What is a Data Lake
A Data Lake is a repository used for storing data in their native format and from diverse and inhomogeneous sources. The collected data are not transformed and their original structure is maintained. This allows companies to be able to organize and analyze their data, even large data, through a simplified management platform.
Data within a data lake are transformed only at the point when they need to be analyzed, and then a schema is applied to proceed with the analysis using a process referred to as “schema on read.”
How does a Data Lake work
- Collect: you collect data from multiple different sources (email, social media, spreadsheets, PDFs, etc.), which flow into the “lake” (lake). A data lake preserves and stores all data, regardless of structure or source.
- Ingest: data are collected in their original format and will be processed exclusively at the time they will be used (schema on read). In fact, there are no time constraints for data analysis.
- Blend: data are selected, combined with each other, and organized as the need arises.
- Transform: “raw” information is analyzed, refined, and transformed into the required data.
- Publish: data are finally processed and ready for publication.
- Distribute: data are distributed and shared through a wide variety of media.
The data elaboration phases in a Data Lake
The difference between Data Lake and Data Warehouse
Unlike Data Lakes, in Data Warehouses the data is modeled before being stored, resulting in the data not being able to take full advantage of its value. In a Data Warehouses, the underlying model requires that the data be all structured, resulting in the need for processing of the data before it is written to storage through a process that is called “schema on write.”
This process that transforms data is often complex and time-consuming, prevents its immediate capture and requires hardware infrastructure specific to this type of storage that, in most cases, is more expensive than the one used in Data Lakes.
Access to data from a Data Lake allows data to be analyzed as is and without the need to move it from one system to another, performing processing directly on the repository.
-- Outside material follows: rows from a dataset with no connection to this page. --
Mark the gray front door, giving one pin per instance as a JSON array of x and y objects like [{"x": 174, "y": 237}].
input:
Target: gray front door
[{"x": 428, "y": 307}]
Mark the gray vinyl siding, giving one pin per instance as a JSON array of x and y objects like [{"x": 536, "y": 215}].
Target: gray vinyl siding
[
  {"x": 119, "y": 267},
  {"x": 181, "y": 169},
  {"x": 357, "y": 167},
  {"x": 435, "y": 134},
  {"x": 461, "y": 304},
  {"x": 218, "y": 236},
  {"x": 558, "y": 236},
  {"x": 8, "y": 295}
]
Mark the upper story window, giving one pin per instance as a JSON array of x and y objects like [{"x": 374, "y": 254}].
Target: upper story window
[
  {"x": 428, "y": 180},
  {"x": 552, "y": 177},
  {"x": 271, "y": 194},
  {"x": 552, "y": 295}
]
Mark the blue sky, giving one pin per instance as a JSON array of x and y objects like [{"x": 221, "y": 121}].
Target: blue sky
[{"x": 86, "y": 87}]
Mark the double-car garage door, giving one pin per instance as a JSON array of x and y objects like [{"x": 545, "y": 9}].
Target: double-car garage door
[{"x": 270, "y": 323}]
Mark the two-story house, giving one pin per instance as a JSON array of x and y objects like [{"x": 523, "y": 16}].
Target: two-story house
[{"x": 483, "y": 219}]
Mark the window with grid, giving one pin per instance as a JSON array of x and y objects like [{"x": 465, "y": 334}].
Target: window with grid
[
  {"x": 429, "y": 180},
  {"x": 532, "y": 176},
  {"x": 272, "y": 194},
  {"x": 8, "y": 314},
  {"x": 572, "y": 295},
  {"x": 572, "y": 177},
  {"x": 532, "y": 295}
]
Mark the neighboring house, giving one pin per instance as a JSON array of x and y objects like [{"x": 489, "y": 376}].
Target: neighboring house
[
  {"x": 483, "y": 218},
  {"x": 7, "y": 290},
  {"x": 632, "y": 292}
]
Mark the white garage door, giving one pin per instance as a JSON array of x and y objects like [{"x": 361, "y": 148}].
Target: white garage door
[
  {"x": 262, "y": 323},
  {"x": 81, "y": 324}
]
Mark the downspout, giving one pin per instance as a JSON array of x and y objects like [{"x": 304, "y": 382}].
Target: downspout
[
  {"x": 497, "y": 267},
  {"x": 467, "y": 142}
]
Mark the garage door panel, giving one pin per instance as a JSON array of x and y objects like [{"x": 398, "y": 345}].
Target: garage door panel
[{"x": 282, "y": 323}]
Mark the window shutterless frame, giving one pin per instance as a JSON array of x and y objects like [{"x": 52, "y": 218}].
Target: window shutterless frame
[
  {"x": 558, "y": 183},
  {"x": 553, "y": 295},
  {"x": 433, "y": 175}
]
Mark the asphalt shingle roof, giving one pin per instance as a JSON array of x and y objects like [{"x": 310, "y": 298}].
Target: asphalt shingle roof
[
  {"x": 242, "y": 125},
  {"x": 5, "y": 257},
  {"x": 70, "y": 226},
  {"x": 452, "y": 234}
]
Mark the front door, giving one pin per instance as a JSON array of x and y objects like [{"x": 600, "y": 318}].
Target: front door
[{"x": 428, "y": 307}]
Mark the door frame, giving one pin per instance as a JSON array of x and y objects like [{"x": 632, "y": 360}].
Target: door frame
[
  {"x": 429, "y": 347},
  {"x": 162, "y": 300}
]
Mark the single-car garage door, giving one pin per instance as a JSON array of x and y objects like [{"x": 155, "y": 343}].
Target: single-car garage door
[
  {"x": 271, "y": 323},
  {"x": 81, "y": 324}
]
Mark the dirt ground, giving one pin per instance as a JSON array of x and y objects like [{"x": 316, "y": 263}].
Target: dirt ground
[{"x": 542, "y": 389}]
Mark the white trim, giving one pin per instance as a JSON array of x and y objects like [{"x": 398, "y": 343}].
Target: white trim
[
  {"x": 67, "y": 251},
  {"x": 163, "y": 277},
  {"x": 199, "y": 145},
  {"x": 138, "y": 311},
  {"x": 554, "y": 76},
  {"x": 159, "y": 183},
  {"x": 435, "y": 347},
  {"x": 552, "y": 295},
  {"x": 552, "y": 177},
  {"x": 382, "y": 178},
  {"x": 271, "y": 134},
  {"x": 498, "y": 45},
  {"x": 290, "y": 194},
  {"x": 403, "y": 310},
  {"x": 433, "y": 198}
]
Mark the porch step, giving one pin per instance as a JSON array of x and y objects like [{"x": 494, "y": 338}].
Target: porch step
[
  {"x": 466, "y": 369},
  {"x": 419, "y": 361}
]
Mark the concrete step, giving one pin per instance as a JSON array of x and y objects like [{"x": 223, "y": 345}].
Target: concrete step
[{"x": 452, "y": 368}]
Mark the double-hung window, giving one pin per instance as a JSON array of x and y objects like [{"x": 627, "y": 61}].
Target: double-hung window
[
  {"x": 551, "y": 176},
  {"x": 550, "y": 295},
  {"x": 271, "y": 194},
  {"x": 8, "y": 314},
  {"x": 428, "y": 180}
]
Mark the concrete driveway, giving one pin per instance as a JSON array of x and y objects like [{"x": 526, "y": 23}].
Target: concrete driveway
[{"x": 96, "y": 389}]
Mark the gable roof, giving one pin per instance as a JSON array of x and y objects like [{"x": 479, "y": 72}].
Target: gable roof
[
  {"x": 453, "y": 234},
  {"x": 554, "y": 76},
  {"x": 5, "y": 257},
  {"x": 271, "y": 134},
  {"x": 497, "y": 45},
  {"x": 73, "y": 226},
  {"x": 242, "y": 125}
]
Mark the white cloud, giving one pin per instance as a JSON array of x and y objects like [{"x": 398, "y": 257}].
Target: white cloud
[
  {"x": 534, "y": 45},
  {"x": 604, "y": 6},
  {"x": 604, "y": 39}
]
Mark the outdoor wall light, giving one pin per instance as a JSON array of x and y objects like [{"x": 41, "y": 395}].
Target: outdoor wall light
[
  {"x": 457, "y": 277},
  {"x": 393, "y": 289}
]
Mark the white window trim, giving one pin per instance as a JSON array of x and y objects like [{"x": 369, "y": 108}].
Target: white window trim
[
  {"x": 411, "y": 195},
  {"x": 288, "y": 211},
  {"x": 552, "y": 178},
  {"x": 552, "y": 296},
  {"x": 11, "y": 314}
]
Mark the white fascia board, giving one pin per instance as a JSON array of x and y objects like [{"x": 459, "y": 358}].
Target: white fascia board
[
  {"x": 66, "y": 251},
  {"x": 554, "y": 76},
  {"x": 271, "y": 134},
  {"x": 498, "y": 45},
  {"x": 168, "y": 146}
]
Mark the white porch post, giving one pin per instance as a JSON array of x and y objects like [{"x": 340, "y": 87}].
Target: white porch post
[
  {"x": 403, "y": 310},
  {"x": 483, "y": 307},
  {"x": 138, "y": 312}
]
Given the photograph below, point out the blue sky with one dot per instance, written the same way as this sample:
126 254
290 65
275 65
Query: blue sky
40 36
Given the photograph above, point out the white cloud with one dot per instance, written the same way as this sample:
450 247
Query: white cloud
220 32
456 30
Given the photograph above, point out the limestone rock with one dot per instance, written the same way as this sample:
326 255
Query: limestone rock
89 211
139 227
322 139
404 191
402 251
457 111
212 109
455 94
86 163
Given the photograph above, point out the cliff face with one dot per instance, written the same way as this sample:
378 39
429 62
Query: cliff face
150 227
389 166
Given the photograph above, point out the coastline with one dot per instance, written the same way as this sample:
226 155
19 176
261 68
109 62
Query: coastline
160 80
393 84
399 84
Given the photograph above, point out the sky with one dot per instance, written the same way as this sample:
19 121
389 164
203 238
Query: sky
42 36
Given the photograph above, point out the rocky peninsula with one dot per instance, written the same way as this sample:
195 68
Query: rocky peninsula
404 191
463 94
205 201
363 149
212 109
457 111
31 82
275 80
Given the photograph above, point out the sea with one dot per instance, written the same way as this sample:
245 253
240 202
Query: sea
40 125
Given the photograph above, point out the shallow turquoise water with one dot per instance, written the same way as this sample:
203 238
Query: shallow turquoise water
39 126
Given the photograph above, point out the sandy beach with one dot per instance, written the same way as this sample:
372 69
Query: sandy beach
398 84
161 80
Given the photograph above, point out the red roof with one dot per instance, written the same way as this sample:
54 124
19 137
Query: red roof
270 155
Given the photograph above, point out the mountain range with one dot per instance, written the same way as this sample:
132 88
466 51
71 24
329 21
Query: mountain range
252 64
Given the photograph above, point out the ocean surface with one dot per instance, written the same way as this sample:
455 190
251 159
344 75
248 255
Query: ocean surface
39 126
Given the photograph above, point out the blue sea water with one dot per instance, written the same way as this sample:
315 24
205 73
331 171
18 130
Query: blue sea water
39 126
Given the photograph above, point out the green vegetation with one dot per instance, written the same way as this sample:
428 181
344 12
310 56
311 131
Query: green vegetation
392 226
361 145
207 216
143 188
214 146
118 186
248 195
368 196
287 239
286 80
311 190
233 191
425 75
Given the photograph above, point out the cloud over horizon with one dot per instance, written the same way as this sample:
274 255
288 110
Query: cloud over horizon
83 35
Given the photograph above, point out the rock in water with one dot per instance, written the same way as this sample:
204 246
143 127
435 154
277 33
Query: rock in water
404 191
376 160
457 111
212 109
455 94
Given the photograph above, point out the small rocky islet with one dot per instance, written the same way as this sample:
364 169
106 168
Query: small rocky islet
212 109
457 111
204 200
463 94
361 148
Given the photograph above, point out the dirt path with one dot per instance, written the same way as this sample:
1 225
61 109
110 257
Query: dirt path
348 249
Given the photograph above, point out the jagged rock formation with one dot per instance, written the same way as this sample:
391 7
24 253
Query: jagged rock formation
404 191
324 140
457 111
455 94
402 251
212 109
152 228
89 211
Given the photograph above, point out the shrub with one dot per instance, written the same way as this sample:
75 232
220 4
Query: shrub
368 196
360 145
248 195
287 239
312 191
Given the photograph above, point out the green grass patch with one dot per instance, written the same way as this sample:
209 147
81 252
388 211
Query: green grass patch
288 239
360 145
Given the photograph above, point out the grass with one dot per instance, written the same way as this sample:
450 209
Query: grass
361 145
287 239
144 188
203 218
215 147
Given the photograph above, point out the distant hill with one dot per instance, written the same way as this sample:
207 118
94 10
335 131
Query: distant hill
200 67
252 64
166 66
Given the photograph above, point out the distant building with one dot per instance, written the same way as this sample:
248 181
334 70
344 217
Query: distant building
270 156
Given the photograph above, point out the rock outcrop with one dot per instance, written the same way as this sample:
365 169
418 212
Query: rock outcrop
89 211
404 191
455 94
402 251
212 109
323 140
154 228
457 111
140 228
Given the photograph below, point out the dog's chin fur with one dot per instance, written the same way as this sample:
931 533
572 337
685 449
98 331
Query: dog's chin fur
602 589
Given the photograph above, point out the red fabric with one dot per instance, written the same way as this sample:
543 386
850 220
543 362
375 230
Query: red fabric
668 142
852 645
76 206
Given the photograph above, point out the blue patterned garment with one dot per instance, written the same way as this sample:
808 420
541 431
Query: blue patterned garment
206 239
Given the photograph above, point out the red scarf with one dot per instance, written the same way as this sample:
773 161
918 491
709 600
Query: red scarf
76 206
In order to make the data usable at all times, it requires continuous governance to prevent it from becoming inaccessible, cumbersome, expensive and, as a result, useless (data swamp). In terms of architecture, Data Lakes use a flat structure and are highly scalable, which becomes a key point of differentiation from the Data Warehouse, where traditional storage systems do not offer this kind of scalability. In fact, when creating a Data Lake, the volume of data that will be stored is not known in advance, and this requires infrastructure that can scale easily and quickly.
Data Lake | Data Warehouse | |
---|---|---|
Data | Native format, structured, semi-structured and non structured | Elaborated and structured |
Schema | Written in the reading and data analisys (schema on read) | Designed in repository building phase (schema on write) |
Data Quality | Cured and raw data (not elaborated) | Cured and refined (elaborated) |
Storage | Limited costs | faster queries based on a more expensive storage and high integration costs |
Purpose | Defined or to be defined for a future use | defined |
Data Lake advantages
Data lakes allow you to expand the information sets you have access to. Data are collected from multiple sources and moved into the Data Lake in their original format, saving considerable time in defining data structures, schemas, and transformations. In addition, Data Lakes allow users with different organizational roles (data scientists, data developers, and business analysts) to access data by choosing their own analytical tools and frameworks.
Then there are numerous ways to query and analyze data, making them optimal for Modern BI applications, Machine Learning Operations, as well as for Visual Analytics operations and making enterprise projects in Artificial Intelligence operational and productive.
Storage costs are reduced because, compared with a traditional or Data Warehouse system, it is not necessary to predict in advance all future uses and methods of data access. The system can thus grow and scale as needed with significant savings in infrastructure costs and time required for data consolidation.